At the beginning of budget season in Region 1, no one came to the meetings; no one spoke from the audience. Oh, teacher Mark Burdick was there to share the tedium with me. The Region 1 Board of Education and its administrators went over the trivia of financial data almost unobserved. And now no one is voting in the referenda. Oh, less than 12% of registered voters show up at the polls, but that is too few to even use the automated voting machines in many towns. In Kent, the moderator doesn’t even give out those wonderful “I Voted” stickers anymore. Why advertise a null vote?
The overall vote in the budget referendum in Region 1 reached a peak two ballots ago of 11.2% of registered voters in our six towns.
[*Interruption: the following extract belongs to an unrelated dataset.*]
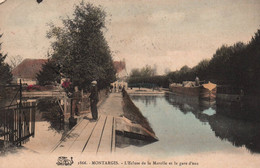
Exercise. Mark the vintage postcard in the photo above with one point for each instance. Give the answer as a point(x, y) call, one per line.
point(129, 83)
That doesn’t include absent property owners who get to vote as well.
While the total number of voters appears to vary a lot, from 849 to 1204, that variation is dwarfed by the total number of voters in the region. The disinterest in this issue is appalling.
The voting by town tells slightly different story. Here the voting percentage varies from a high of 20.3% in Cornwall for referendum 4 to 4.8% in Kent for referendum 1. Indeed, both Cornwall and Falls Village (Canaan) show much higher voting percentages than the other towns.
Both Cornwall and Falls Village have very active town leaders striving to turn out the vote. Kent brings up the rear in all cases indicating the ambivalence of town leaders to their civic duty.
However, on an overall scale, these referenda are a picture of apathy. Compare these votes with both the municipal and presidential elections. The 2012 presidential election, which included state legislative races, ran around 80% voter turnouts. The 2011 municipal elections varied from 22% to 53% depending on local races; many region towns have no race for First Selectman.
By contrast, the sixth referendum in Region 1 varied from 8.2% to 18.7%. Obviously, most registered voters consider these budget issues to be unimportant.
One could argue all day over the reasons. Is it a lack of reporting or proper reporting? Is it a lack of concern over the cost of our high school? Is it a measure of the death of our newspapers? Is it because the voting date is not the first Tuesday of November?
In any event, the lack of voters is accentuated by the amplification of the rancid opinions of a few. By actual count, no more than a dozen residents have expressed concern over the region’s administrators at meetings, compared to 40-some board members who thought otherwise. Why do these angry dozen always get more attention from our newspapers?
The numbers indicate that those dozen people drive a group of 200-300 voters through media amplification. They control the outcome of the Region 1 budget. They have hurt the education of our kids by the loss of a good Principal at the high school. And we have now spent over $40,000 on their campaign of intimidation.
Will our voters ever wake up? Probably not.